We add typical residual connections [35] to our network to maintain previously learned combinatorial information, including raw individual (i.e., first-order) features. Formally,

$$\begin{aligned} e_{f}^{Res}=ReLU({{\tilde{e}}_{f}}+{{W}_{res}}{{e}_{f}}) \end{aligned}$$
(13)

where \({{W}_{Res}}\in {{R}^{{d}'H\times d}}\) is the projection matrix in case of dimension mismatching, and \(ReLU(z)=\max (0,z)\) is a non-linear activation function. With such an interacting layer, the representation of each feature \({{e}_{f}}\) is changed into a new feature representation \(e_{f}^{Res}\), which is a representation of high-order features. We can stack successive such layers, with the previous interacting layer’s output served as the input for the next interacting layer. This enables us to model arbitrary-order combinatorial features. The output of the interacting layer is a set of feature vectors \(\{e_{f}^{Res}\}_{f=1}^{F}\), which contains raw individual features reserved by the residual block as well as combinatorial features gained by the multi-head self-attention mechanism. For final QoS prediction, we concatenate all of them and then apply a non-linear projection as follows:

$$\begin{aligned} \hat{y}=\sigma ({{W}^{T}}(e_{1}^{Res}\oplus e_{2}^{Res}\oplus \cdots \oplus e_{M}^{Res})+b) \end{aligned}$$
(14)

where \(W\in {{R}^{{d}'HF}}\) is a column projection vector which linearly combines concatenated features, b is the bias, and \(\sigma (x)=1/(1+{{e}^{-x}})\) transforms the values to the predicted QoS value.

Experiment and evaluation

This section, we will evaluate the proposed approach Matrix Factorization Automatic Interaction Network (MFAIN) comprehensively. First, the dataset we used are described. Then, we introduce the evaluation metrics. Finally, we construct a large number of experiments to verify the performance and effectiveness on our approach.

Dataset

We conduct our experiments based on the real world WS-DREAM dataset, which is public and has large number of real world web services collected and maintained by Zheng et al. [36]. It contains 1,974,675 historical QoS records of service invocations (both response time and throughput) historical service invocation records originating from 339 users on 5,825 services. Tang et al. [37] extended this dataset with location and autonomous systems information. The QoS dataset is represented in the form of a user-service matrix, where a row represents the QoS of a user who invokes all of the services, and a column represents the QoS of a service that is invoked by all of the users. To use the dataset to train our model, we wipe off the records which has the negative values of QoS and the null values of feature information. Our Response Time datasets and Throughput datasets contains 1483030 and 1448114 historical QoS records of service invocations respectively.

Evaluation Metrics

Mean absolute error (MAE) and root mean square error (RMSE) used as the two evaluation metrics to measure the accuracy of service QoS prediction among the competing approaches in the experiments. The explanations of MAE and RMSE are shown as follows. MAE is defined as:

$$\begin{aligned} MAE=\frac{\sum {_{i,j}\left| {{r}_{i,j}}-{{{\hat{r}}}_{i,j}} \right| }}{N} \end{aligned}$$
(15)
$$\begin{aligned} RMSE=\sqrt{\frac{\sum {_{i,j}{{\left( {{r}_{i,j}}-{{{\hat{r}}}_{i,j}} \right) }^{2}}}}{N}} \end{aligned}$$
(16)

where \({{\hat{r}}_{i,j}}\) and \({{r}_{i,j}}\) are the predicted and ground truth value of the target user invoking a service, respectively; N is the number of the predicted QoS values. It is obvious that the smaller MAE and RMSE are, the better QoS prediction accuracy it indicates.

Performance

To show the prediction accuracy of our proposed method, we compared our method with neighborhood-based CF method UPCC [3], IPCC [38], UIPCC [39] and the feature learning based methods.

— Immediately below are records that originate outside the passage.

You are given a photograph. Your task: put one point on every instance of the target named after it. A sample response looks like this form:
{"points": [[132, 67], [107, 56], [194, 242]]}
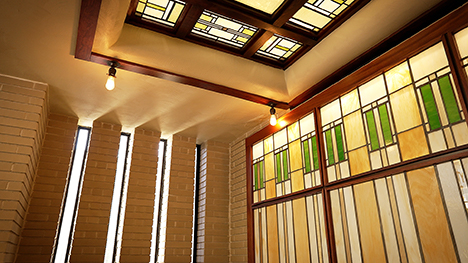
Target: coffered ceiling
{"points": [[169, 84]]}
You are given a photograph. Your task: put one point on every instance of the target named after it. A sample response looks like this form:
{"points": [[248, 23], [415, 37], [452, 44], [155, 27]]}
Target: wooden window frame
{"points": [[440, 31]]}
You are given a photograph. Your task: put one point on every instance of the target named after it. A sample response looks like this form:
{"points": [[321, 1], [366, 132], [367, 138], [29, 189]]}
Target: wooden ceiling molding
{"points": [[89, 18], [277, 23]]}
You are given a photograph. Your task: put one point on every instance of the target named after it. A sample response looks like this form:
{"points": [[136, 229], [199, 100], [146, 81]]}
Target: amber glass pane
{"points": [[387, 131], [339, 142], [256, 176], [285, 165], [372, 130], [449, 99], [430, 106], [331, 159], [279, 177], [305, 147], [315, 152], [261, 173]]}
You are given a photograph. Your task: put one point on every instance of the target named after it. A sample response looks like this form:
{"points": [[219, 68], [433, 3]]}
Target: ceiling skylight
{"points": [[267, 6], [316, 14], [272, 32], [162, 11], [279, 47], [223, 29]]}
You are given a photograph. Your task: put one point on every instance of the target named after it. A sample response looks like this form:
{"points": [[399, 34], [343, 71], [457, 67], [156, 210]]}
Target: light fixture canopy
{"points": [[272, 114], [110, 83]]}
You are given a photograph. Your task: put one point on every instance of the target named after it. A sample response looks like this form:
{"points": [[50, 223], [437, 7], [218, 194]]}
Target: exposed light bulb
{"points": [[110, 84], [272, 116], [273, 120]]}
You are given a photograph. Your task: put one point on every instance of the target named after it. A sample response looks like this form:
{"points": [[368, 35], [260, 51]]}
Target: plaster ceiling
{"points": [[37, 42]]}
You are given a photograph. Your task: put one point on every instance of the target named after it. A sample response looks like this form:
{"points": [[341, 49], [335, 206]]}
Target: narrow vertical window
{"points": [[158, 202], [71, 198], [112, 250], [196, 195]]}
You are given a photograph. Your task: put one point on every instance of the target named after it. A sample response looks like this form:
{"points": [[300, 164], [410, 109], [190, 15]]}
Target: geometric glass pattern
{"points": [[316, 14], [267, 6], [462, 39], [285, 228], [386, 219], [407, 112], [279, 47], [162, 11], [287, 161], [223, 29]]}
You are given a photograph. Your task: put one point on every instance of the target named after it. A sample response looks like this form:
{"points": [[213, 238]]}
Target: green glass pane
{"points": [[372, 130], [331, 159], [285, 165], [449, 99], [306, 155], [385, 124], [315, 152], [431, 108], [279, 177], [339, 142], [256, 176], [261, 173]]}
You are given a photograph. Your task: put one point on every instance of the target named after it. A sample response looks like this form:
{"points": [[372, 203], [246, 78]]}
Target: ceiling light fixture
{"points": [[110, 84], [272, 114]]}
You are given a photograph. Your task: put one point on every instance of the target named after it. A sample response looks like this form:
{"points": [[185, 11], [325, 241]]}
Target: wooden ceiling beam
{"points": [[257, 43], [249, 19], [289, 10], [87, 25], [162, 74], [190, 20]]}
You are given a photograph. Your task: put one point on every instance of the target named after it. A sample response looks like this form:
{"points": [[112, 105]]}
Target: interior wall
{"points": [[391, 160], [23, 113], [213, 216], [37, 238], [238, 203]]}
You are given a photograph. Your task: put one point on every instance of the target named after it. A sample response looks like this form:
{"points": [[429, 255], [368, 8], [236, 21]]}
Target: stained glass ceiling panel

DNM [27] is a deep neural model which performs QoS prediction with contextual information based on deep neural networks. LAFIL [23] is a location-aware feature interaction learning method for web service recommendation, which leverages neural networks to learn underlying interaction relations among location features.

We will introduce the default experimental parameter settings and certain parameter studies refer to the following part. The optimizer is set to Adam Optimizer and the learning rate is set to 0.001 initially in DNM and our method MFAIN. However, the LAFIL use L2 regulation with \(\lambda =\)0.0001 for its DNN and CIN module according to their paper. Besides, the default settings for the number of neurons per hidden layer are 200 for a 3-layer CIN and [100, 100, 50] for DNN. And both CIN and DNN share the same embedding layer with dimension of a fixed value of 10. In DNM, embedding layer is fixed at 50, the number of neurons in the hidden layer is configured at 128 for the perception layer, the dropout rate is at the rate of 0.2 in the interaction layer. In our proposed MFAIN, the head number is set to 4, the dropout rate set to 0.1 in the interaction layer. And the remaining parameters are given by the contrast experiments.

To validate the effectiveness of our proposed MFAIN approach for service QoS prediction. We run all these competing methods on the same datasets, where the model parameters with the best performance of the references. We run the experiments of one method for several times and take the mean to avoid the deviations. To explore the performance of our proposed approach, we conducted various experiments under different matrix densities with 5%, 10%, 15%, 20% (both on response time and throughput).

Tables 4 and 5 illustrate the experimental results on response time (RT) and throughput (TP) compared with state-of-the-art approaches. Here, lower MAE and RMSE indicate better performance on service QoS prediction. As can be seen from the tables, the neighborhood-based CF method UPCC, IPCC and UIPCC perform worse than the method based on neural network significantly both on the RT and TP datasets. This shows that the neural network methods using context information for complex nonlinear relationship learning can significantly improve the prediction accuracy. Besides, according to the experimental results, LAFIL is more effective than DNM in most cases, which benefit from its implicit high-order feature interaction learning module. At last, our proposed MFAIN remarkably outperforms all the baseline approaches on both RT and TP datasets as shown in the tables. We make the best results of competing methods and calculate the performance gains on them. Experimental results show that our proposed approach outperforms 14.1% MAE,12.5% RMSE and 14.5% MAE, 14.9% RMSE at most in Response Time and Throughput respectively. It proved the multi-head self-attention mechanism used in the interacting layer is well designed to determine which features should be combined to form meaningful high-order features interaction to improve the prediction accuracy.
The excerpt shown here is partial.